Rondetafelconferentie 23 september 2014

‘Juridische wijziging 2015’
Na de openingswoorden van dagvoorzitter Eric Bergamin, steekt Corine Hoekstra
(Bergamin Pensioenrechtadvies B.V.) van wal met haar presentatie over de
‘Witteveen’ wetswijzigingen per 2015. Door de verhoging van de
pensioenrichtleeftijd en de verlaging van de maximum pensioenopbouw, kan tot
28% minder pensioen worden opgebouwd in 2015 ten opzichte van 2013. Volgens
Rajish Sagoenie bieden de nieuwe overlevingstafels geen aanleiding om de
pensioenrichtleeftijd in 2016 verder te
verhogen naar 68, maar wanneer dat
wel het geval is, zal de opbouw
verder versoberen. Vervolgens staat
Corine Hoekstra uitgebreid stil bij de
‘oplossing’ voor de aftopping van de
pensioenopbouw op EUR 100.000: het
nettopensioen en de nettolijfrente. Het
is een nuttig overzicht van de
verschillen tussen beide, aangezien er
veel verwarring bestaat over deze
verschillende nettovarianten door de
gebruikte terminologie in de aanloop tot de definitieve wet. Het nettopensioen valt
onder de Pensioenwet en ook de Wet verplichte deelneming in een
bedrijfstakpensioenfonds 2000 is van toepassing op het nettopensioen. Dat
betekent dat een werkgever, die verplicht is aangesloten bij een
bedrijfstakpensioenfonds met een nettopensioenregeling voor ‘boventonners’, zijn
werknemers ook deze regeling moet aanbieden. Het is vervolgens aan de
deelnemers om te bepalen of zij hier ook daadwerkelijk aan willen deelnemen,
deelname is immers vrijwillig. Een ander aspect van de ‘EUR 100.000’-grens is dat
het is vastgelegd in een AMvB en niet in de wet zelf. Dat betekent dat een
wijziging van deze grens buiten het parlement om kan gaan. 2% van de
beroepsbevolking zit boven de ton, maar wanneer de grens daalt naar
bijvoorbeeld EUR 40.000 - zoals GroenLinks al heeft geopperd - gaat de
nettoregeling voor veel meer werknemers gelden. De totstandkoming van het
nettopensioen heeft enige tijd geduurd, met name omdat de ‘fiscale hygiëne’ goed
geregeld moest worden.
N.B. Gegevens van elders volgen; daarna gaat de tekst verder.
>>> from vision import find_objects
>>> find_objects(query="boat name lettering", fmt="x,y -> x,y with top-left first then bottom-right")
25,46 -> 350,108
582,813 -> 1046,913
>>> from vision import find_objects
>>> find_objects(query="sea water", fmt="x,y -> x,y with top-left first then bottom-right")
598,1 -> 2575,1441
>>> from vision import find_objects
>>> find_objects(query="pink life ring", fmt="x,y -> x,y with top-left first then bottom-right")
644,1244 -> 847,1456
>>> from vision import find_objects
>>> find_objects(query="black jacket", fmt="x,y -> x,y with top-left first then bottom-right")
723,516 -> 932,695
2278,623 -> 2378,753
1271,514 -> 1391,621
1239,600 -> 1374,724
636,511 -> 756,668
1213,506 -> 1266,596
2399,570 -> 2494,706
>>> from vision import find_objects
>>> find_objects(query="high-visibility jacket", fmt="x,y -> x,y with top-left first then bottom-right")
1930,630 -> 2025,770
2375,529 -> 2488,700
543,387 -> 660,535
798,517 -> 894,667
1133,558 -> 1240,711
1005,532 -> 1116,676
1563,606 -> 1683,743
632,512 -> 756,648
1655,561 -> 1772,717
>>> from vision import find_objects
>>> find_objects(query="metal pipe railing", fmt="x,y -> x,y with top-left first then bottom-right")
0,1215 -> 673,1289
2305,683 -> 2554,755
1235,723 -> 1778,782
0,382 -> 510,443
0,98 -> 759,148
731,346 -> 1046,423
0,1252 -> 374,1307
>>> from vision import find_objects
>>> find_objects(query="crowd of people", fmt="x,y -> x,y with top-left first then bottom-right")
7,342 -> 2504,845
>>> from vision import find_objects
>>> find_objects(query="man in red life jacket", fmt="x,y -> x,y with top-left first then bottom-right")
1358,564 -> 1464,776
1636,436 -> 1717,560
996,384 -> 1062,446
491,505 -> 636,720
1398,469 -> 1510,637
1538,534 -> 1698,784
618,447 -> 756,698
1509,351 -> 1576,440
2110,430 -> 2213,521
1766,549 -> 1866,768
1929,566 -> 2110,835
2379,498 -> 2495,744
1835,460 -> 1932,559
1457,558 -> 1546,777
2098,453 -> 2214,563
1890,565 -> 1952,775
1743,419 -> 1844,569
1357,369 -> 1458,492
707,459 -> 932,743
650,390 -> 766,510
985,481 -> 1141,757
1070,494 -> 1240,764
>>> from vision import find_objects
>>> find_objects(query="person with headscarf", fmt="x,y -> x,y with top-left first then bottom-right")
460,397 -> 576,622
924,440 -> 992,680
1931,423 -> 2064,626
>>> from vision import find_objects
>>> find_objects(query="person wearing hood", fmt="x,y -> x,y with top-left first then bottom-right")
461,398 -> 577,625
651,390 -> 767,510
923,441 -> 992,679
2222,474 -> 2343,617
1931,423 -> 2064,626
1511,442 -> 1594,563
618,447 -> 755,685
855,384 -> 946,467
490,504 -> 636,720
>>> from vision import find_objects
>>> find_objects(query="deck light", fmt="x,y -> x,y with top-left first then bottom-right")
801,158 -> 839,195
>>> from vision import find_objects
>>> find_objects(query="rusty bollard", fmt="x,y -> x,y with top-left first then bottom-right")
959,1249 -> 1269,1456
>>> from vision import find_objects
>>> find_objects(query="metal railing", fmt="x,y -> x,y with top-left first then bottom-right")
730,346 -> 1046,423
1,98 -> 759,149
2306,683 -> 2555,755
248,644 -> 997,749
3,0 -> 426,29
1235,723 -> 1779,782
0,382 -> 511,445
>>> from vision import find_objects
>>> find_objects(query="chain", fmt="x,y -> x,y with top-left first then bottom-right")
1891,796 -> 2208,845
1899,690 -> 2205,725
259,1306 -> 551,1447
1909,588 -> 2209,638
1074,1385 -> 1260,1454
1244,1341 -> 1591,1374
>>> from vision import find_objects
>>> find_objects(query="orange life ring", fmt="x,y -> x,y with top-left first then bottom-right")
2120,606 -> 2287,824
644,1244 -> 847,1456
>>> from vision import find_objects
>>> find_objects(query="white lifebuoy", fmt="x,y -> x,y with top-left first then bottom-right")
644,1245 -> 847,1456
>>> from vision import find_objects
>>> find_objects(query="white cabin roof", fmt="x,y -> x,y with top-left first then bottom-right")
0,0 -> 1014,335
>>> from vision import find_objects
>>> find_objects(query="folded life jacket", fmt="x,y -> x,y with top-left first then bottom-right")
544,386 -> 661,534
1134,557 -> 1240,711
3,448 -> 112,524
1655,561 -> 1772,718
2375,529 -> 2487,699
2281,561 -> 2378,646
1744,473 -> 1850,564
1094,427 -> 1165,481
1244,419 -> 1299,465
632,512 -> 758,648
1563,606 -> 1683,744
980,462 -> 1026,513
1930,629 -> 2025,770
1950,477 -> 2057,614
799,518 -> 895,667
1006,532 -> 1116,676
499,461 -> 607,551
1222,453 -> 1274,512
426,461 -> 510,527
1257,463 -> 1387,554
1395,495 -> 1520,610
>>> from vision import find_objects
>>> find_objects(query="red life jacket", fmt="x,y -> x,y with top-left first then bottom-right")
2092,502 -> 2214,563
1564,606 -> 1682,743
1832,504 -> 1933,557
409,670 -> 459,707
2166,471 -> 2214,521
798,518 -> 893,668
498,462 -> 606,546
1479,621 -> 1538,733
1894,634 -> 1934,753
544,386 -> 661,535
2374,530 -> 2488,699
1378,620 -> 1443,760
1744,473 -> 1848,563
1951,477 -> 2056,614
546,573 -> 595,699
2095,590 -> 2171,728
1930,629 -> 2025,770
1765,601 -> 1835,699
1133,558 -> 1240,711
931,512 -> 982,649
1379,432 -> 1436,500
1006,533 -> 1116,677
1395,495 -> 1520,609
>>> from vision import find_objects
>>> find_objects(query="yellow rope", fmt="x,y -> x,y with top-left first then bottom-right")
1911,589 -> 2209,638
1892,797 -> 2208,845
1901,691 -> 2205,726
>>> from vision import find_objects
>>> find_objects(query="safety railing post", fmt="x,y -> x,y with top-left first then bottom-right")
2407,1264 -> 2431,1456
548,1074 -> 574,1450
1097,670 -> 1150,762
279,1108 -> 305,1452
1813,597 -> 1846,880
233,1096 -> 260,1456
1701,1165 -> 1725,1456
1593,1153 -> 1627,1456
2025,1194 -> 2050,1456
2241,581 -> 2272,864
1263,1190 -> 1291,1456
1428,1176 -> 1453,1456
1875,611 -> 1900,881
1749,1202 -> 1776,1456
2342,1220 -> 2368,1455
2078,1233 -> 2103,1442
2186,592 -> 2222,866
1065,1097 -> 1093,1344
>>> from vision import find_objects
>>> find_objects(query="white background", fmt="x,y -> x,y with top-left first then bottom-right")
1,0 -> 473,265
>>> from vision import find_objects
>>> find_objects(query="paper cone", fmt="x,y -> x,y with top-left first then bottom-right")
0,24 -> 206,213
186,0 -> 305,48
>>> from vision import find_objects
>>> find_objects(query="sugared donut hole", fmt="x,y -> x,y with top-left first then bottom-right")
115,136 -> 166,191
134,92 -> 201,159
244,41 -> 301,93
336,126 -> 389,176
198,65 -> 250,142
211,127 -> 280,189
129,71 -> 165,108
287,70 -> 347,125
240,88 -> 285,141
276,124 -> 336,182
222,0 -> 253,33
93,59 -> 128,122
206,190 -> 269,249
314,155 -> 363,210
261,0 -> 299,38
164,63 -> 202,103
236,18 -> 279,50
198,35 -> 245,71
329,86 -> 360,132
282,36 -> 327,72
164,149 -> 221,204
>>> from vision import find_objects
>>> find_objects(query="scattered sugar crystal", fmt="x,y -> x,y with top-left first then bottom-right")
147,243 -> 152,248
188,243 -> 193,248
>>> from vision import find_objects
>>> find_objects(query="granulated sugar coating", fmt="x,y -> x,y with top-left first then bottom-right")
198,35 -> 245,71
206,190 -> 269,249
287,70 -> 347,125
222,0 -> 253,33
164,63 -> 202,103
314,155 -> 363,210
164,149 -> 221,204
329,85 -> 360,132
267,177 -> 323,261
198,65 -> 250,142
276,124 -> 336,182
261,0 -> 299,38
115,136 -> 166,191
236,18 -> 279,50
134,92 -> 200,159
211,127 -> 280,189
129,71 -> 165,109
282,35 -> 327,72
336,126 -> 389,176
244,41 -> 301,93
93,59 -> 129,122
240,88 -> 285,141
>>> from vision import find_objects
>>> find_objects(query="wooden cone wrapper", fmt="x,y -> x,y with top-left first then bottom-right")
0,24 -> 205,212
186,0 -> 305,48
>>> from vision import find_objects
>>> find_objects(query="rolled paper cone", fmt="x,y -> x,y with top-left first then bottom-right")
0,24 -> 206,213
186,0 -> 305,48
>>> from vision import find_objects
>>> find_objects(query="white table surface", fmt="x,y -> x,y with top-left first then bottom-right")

Daarmee is een systeem ontstaan waarin er een
voorschrift geldt van aparte administraties voor elk soort regeling, een
administratieve ringfencing derhalve. Financieel werkt deze ringfencing overigens
niet, want dat zou in strijd met de Pensioenwet zijn. Voorbeeld: op het moment dat
de basisregeling een dekkingsgraad heeft van 105% en de nettopensioenregeling
een dekkingsgraad van 100% is er niets aan de hand, maar wanneer de
dekkingsgraad van de basisregeling daalt, vindt overheveling vanuit het
nettopensioen plaats aangezien er geen schotten tussen de vermogens zitten! Het
nettopensioen ‘verwatert’ dan met het brutopensioen. De vrees van het Ministerie
van Financiën zat echter bij de omgekeerde variant: het brutopensioen komt
terecht in de nettopensioenpot, waardoor er potentieel belasting wordt
1
misgelopen.
Een ander gevolg van de verlaging van de pensioenopbouw is de discussie
omtrent het compenseren hiervan, waarbij er een onderscheid gemaakt kan
worden tussen de ‘boventonners’ en mensen met een inkomen onder de
EUR 100.000. Het is verstandig om eerst te kijken of alle pensioengevende
loonbestanddelen al zijn benut. Maar hoe compenseer je met salaris als je een
staffel in je pensioenregeling hebt? Het gemaakte leeftijdsonderscheid binnen de
staffel is (vooralsnog) gerechtvaardigd voor pensioendoelen, maar wanneer je het
uit de pensioensfeer haalt, is deze rechtvaardiging verdwenen. Je kunt een oudere
werknemer dus niet meer looncompensatie geven dan een jongere werknemer.
Het moet dan gaan om hetzelfde bedrag. Alternatief is wellicht om te kijken naar
andere arbeidsvoorwaarden zoals scholing, kinderopvang, sport, etc. waarbij wel
de werkkostenregeling om de hoek komt kijken.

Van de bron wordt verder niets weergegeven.